Oil-to-telecom conglomerate Reliance Industries Ltd (RIL) is likely to see its online and offline retail businesses driving the company’s growth, marking a powerful evolution for the largely-petrochemicals-powered giant, says a report from global investment bank and financial services company Goldman Sachs.
The report notes that that after growing 5x over FY16-FY20, RIL’s core retail revenue growth has taken a pause in FY21 due to COVID-related macro headwinds.
“However, we believe retail business (including e-commerce) is set to be the next growth engine for RIL, with potential for retail EBITDA to grow 10x over the next 10 years,” it said.
Even during the disruptions brought about the Covid-19 pandemic, RIL focused on investing in end-to-end digital capabilities and the scale-up in omnichannel commerce is driving sizeable market share wins, Goldman Sachs said.
It predicts a 6x increase in modern grocery retail penetration in India by FY30, coupled with 15 percent market share gain for RIL.

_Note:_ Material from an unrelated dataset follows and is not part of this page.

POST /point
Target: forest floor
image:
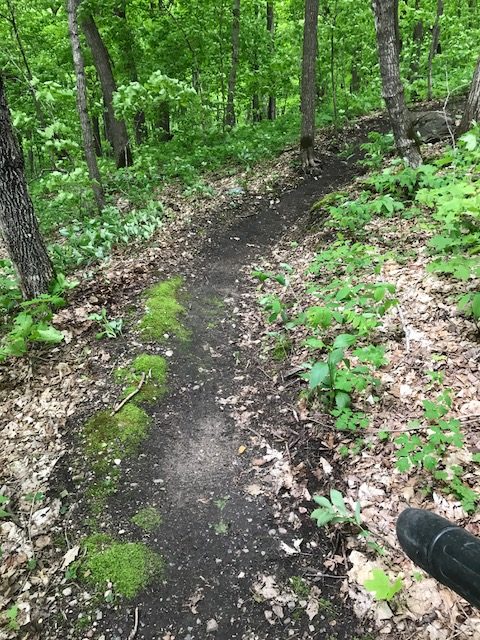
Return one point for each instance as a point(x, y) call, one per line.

It forecast a 50 per cent market share for RIL in online grocery by FY25, with a 30 per cent market share in overall e-commerce. This translates into USD 35 billion e-commerce GMV (gross merchandise value) for RIL by FY25, with USD 19 billion in grocery.
“We expect RIL core retail revenue to grow at a 36 percent CAGR over the next four years to USD 44 billion and e-commerce revenues to be 35 percent of total retail revenues in FY25, at USD15 billion,” it said.
“We value RIL retail business at USD 88 billion in our base case with our offline business valuation similar to comps and online business valuation at the high end of the peer group given higher GMV growth. We also highlight our bull case valuation of USD 120 billion based on stronger than expected macro growth and market share wins.”